Chapter 3: Building a
resilient IT environment

Handling incidents

We've combated various types of incidents over the last two decades by handling them with our well-established IM framework and experienced technicians. However, as ManageEngine grows everyday, we add more users and expand our infrastructure. Consequently, our IT environment faces an intense workload. Our IT operation teams have the responsibility of maintaining a resilient IT environment. Thankfully, our IT teams are equipped with AI systems to help them tackle incidents.

Our AI system aids the IM process during the following stages

  • Detecting the incident
  • Responding to the incident
  • Finding the root cause of the incident
Incident management process

Figure 2: How our AI system detects incidents

Detecting an incident

An incident is essentially an event that leads to a significant negative impact on our IT environment.

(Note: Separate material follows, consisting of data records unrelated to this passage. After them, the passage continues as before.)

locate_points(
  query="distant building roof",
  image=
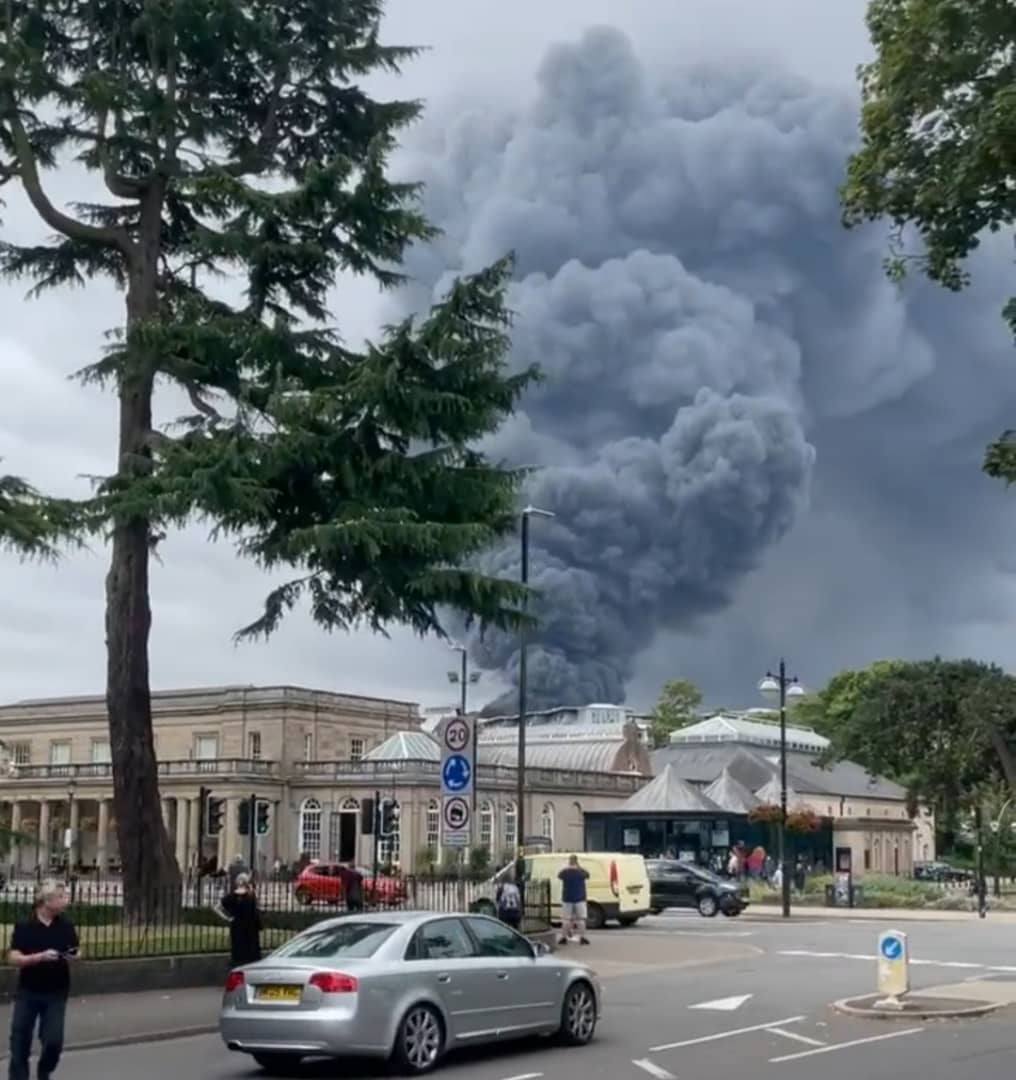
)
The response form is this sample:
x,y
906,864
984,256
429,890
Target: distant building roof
x,y
405,746
668,794
748,729
730,794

While numerous events occur in our IT environment, not all of them lead to incidents. Our AI system, however, collects data about all events. An event could simply be updating a firewall or updating a server. Our AI system has all these real-time and third-party events fed to it.

Subsequently, events that require action generate alerts. We have static alerts, and other alerts generated by our AI system that consolidates these alerts into relevant groups. Each incident can now be visualized as a sequence of alert groups. Clusters of alert groups based on time of occurrence, chance of occurring together, and causal links from the information of the IT environment give a good picture of when an incident is occurring and how it occurred.

Responding to the incident

Once we detect an incident, we assign it to the relevant IT teams who must respond to it. Our AI system names each cluster of alert contextually so that it reduces the mean time to assign (MTTA) issues to relevant internal teams significantly.

Furthermore, our AI system provides IT teams with live incident analysis with events, timelines, and sources of events.

Finding the root cause

Root cause analysis (RCA) is an important part of our IM process. Our AI system generates an incident map to trace the incident and corresponding alert groups back to their root cause(s).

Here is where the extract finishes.